Un travail de surveillance

« Ma vision du fonctionnement judiciaire a beaucoup évolué depuis le début de ma carrière. Au commencement, il y a les bons et les méchants. C’est tranché quand on ne sait pas comment fonctionne le système de justice. On veut voir comment on peut mettre de l’ordre là-dedans, une approche un peu manichéenne, mais rapidement, on se rend compte que c’est beaucoup plus complexe et qu’il faut le regard extérieur du journaliste pour tout remettre en perspective. » Progressivement, Isabelle Richer se rend compte que le rôle du reporter peut s’avérer important et accomplir un travail de surveillance capital.

« Il ne s’agit pas seulement de rapporter les histoires sordides entendues en cour. On doit aussi surveiller le système et les acteurs du monde judiciaire. Le palais, ce n’est pas juste les avocats, le juge, la victime et l’accusé; c’est aussi tous les mécanismes de l’appareil judiciaire. Il faut rapporter les faits, mais en plus surveiller le travail de tous les acteurs, juges, avocats, policiers et agents de probation, et observer comment fonctionne le système de libération conditionnelle. Le fonctionnement ou le dysfonctionnement finissent par nous préoccuper et, au fil des ans, on n’est plus submergé par les causes, par les faits épouvantables. On apprend comment ça marche, on lit des jugements de la Cour suprême du Canada, pour finir par comprendre un peu les mécanismes du système et donner des explications concrètes en plus de porter un regard critique sur tout ça. »

Elle donne comme exemple la situation décriée par des témoins délateurs qui se disaient trahis. La preuve a été établie que l’État manquait à ses contrats, à sa parole, et que les délateurs étaient manipulés. « Le système de protection des délateurs ne peut survivre si on ne peut miser sur eux en pleine guerre des motards, et surtout, si on ne peut s’imaginer qu’ils vont aider à faire condamner les criminels. » Autre exemple de l’utilité de l’observation d’un journaliste judiciaire : constater que dans leurs témoignages, des policiers prennent des petites libertés avec la vérité, en prétendant que leurs contradictions sont nécessaires pour le bien commun.

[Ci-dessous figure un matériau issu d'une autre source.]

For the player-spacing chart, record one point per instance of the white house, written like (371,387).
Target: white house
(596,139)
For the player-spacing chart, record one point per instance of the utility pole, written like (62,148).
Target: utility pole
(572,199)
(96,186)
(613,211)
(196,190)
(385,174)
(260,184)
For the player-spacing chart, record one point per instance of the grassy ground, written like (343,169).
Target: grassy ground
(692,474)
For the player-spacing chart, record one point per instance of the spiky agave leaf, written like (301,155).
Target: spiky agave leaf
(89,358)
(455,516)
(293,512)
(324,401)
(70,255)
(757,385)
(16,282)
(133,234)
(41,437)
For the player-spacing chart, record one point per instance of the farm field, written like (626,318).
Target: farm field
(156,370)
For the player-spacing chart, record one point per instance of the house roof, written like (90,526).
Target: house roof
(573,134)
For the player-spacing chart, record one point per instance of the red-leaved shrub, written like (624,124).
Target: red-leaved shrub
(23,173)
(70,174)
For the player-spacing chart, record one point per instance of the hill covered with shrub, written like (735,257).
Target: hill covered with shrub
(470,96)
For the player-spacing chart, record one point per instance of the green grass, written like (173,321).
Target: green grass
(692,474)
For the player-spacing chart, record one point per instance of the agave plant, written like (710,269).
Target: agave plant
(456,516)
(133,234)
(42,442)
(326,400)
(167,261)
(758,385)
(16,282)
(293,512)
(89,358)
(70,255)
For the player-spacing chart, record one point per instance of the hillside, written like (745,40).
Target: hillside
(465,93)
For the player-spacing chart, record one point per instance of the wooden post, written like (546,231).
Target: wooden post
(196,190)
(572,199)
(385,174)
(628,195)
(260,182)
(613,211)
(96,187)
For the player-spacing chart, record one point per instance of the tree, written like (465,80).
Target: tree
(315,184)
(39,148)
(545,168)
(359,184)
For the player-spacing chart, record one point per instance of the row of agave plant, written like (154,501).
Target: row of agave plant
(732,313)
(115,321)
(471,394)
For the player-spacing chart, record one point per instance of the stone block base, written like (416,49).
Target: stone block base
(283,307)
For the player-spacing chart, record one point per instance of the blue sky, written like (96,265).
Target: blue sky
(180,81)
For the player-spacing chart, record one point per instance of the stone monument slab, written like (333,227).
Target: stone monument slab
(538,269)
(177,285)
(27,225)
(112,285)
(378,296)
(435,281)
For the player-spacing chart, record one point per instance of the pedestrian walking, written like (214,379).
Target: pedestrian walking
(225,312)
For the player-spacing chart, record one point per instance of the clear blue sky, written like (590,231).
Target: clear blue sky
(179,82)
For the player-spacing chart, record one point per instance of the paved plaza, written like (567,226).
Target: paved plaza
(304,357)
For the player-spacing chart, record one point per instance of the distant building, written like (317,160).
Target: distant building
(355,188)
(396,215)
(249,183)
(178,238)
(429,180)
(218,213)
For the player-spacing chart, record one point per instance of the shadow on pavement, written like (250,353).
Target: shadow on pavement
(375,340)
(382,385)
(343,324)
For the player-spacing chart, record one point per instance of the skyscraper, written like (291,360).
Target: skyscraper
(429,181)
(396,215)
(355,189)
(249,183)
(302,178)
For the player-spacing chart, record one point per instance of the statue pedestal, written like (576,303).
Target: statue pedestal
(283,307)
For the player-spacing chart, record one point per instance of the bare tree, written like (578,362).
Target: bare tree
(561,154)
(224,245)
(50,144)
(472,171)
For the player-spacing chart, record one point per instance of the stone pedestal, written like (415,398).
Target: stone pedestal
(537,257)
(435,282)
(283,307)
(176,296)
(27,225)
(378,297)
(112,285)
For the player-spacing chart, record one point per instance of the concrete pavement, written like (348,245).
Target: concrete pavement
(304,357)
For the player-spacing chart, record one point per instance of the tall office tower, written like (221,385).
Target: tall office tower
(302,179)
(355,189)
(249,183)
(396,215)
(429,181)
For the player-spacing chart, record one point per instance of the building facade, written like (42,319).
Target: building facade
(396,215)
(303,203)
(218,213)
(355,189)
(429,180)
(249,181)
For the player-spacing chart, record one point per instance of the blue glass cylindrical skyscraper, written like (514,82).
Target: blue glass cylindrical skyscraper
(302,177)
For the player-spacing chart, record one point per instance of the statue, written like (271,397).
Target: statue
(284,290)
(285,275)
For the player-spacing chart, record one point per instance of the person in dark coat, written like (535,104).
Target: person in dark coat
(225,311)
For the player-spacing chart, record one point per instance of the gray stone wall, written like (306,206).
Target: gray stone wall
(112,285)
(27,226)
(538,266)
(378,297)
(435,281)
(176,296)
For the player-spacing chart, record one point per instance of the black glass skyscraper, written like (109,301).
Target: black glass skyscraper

En conclusion, la journaliste confie que vingt-cinq années à côtoyer le pire de la nature humaine et à suivre les procès les plus marquants laissent des traces, et font comprendre que notre monde est composé d’êtres humains abîmés, rejetés et abandonnés. Pour chacun des accusés, on peut deviner une histoire, un parcours. Pour Isabelle Richer, c’est de la nécessité de se libérer des histoires entendues au fil des ans qu’est né le désir de partager ces réalités de notre société.

Ce que je n’ai jamais raconté, Isabelle Richer, Les éditions La Presse, 166 pages.